Have you noticed that only NVidia has required manufacturers to explicitly state the TDP of their chips when implemented in laptops and discrete cards? But AMD ignored this initiative, as a result, if a laptop with AMD - TDP from the same Lenovo (for example, as the best company in terms of detailed specifications in the world, HP / Dell lose here cleanly) is not indicated, unlike models with a chip from NVidia .

And AMD / Intel also do not force all manufacturers to EXPLICITLY indicate the level in the datasheets PL1 / PL2. And none of the manufacturers explicitly indicate these key levels. They calmly sell you a pig in a poke. Most Chinese (Taiwan, not to mention the real mainland Huawei) manufacturers (Acer / MSI / Asus / Gigabyte) do not even bother to specify the exact speed specifications of usb ports and the allowable output power for power supply for them for external devices and its receipt from the outside.

And if you remember the natural fraud with HDMI / DP ports? Where can you safely (from the stupid submission of the HDMI consortium) stick an HDMI 2.1 nameplate and at the same time really implement only 2.0b over the real bandwidth, even with incomplete support, for example, VRR.
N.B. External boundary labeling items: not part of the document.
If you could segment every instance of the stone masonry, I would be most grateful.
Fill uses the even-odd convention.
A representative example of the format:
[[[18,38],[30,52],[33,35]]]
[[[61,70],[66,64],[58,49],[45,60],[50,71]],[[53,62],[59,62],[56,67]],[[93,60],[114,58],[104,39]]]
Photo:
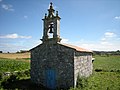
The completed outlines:
[[[54,11],[51,3],[43,19],[42,43],[30,50],[31,81],[50,89],[68,89],[76,87],[78,76],[92,74],[92,52],[60,43],[60,17]]]

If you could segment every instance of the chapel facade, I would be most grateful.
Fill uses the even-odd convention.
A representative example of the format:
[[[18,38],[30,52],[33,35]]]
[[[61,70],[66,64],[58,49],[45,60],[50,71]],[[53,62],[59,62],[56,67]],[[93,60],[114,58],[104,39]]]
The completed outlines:
[[[60,19],[50,3],[42,43],[31,49],[31,81],[49,89],[76,87],[78,76],[88,77],[93,69],[92,51],[61,43]]]

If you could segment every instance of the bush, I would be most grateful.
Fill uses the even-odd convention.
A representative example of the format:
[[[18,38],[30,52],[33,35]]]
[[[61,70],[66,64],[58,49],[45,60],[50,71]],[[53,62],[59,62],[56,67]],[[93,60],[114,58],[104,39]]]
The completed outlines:
[[[88,80],[87,80],[87,78],[86,77],[78,77],[77,87],[79,89],[84,89],[87,86],[88,86]]]

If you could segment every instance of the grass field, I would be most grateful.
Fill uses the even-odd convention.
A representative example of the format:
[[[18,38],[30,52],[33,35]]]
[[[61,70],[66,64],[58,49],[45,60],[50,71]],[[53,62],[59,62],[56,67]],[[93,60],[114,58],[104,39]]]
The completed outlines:
[[[9,54],[10,55],[10,54]],[[7,54],[7,56],[9,56]],[[15,56],[14,56],[15,55]],[[30,54],[14,54],[11,59],[0,55],[0,72],[13,72],[30,69]],[[18,58],[19,56],[19,58]],[[26,58],[24,57],[26,56]],[[7,58],[6,58],[7,57]],[[95,61],[93,75],[79,80],[78,87],[71,90],[120,90],[120,56],[94,56]],[[25,82],[24,82],[25,81]],[[21,85],[24,83],[24,86]],[[22,80],[9,83],[10,88],[15,87],[23,89],[30,88],[30,80]],[[14,85],[16,83],[16,85]],[[18,85],[18,86],[17,86]],[[33,89],[33,88],[32,88]]]
[[[95,56],[93,75],[71,90],[120,90],[120,56]]]

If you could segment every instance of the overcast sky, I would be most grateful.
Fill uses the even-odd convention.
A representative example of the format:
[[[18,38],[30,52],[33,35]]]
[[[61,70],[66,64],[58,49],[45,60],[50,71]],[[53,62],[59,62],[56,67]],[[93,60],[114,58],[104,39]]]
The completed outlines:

Or how they proudly stuck up the DP2.0 nameplate on Zen4, but this is not a real DP2.0. only UHBR10 mode is implemented there (in total it turns out even worse than the full and older HDMI 2.1), and not UHBR20. But the majority of illiterate inhabitants will not even notice this, they will buy into the marketing slogan - "support for DP2.0".

Thus, a vast field is created for marketers to manipulate and pure fraud with batches of the same model ...
Title: Re: Dell G16 7620 laptop review: Thick build for fast performance
Post by: LinuxGamer on November 03, 2022, 07:54:39
I love that Dell went for a bit thicker chassis! 27mm is the sweet spot in terms of still good portability and cooling.

I like the rather thicker fans although I was astonished by the insane amount of fan blades. Do they even offer enough space for incoming air to be sucked in?

What I also like on the G16 is that they shifted the keyboard a bit downwards to drill ventilation holes above it for the fans to better suck in air.

While the internal temperatures are higher than I feel comfortable with, the fan noise of 45 db in balanced mode is the nearly perfect sweet spot of bearable noise and still good cooling. Temperatures and TDP / TGP in balanced mode would have been appreciated!

What I dislike is the flipped motherboard making repasting nearly impossible.
Title: Re: Dell G16 7620 laptop review: Thick build for fast performance
Post by: supergantech on November 03, 2022, 07:59:40
I think not bad
Title: Re: Dell G16 7620 laptop review: Thick build for fast performance
Post by: Maxtech on November 07, 2022, 04:06:21
No second ssd option  why? why Dell.
Title: Re: Dell G16 7620 laptop review: Thick build for fast performance
Post by: NikoB on November 08, 2022, 13:43:50
Quote from: Maxtech on November 07, 2022, 04:06:21why Dell.
Because Dell again goes to the divisting of the shares.
Title: Re: Dell G16 7620 laptop review: Thick build for fast performance
Post by: bunter on March 15, 2023, 02:35:19
Hi guys the 5521 special edition is a better bet, its basically a full alien ware M15 but the later variants has the full 140w GPU and full PL 115W. My first unit had an overheating motherboard replacement is perfect and very fast GPU scores 22,000 on pass mark 10.2 CPU scores 30500-32000 in bench tests.

Dell ships the 5521 gen 3 mostly Samsung drives in later versions but only scores 19000 changed straight away for 2tb Kingston KC3000 scores 57,000 NOW changed to the faster fury scores 60,000 fastest drive on market also changed the 4800 MHz memory that was scoring 3100 2x8 gb for the new crucial 5600 it still runs at 4800 but is much faster as it has more 4800 headroom

Biggest winner over the 16 though is the screen has the 240hz version that is simply one of the best screens out there despite it only being a 15.6 plus its 600 quid cheaper to buy refurbished and yes I don't like dell the company but their gaming products are the best for power delivery very few can match.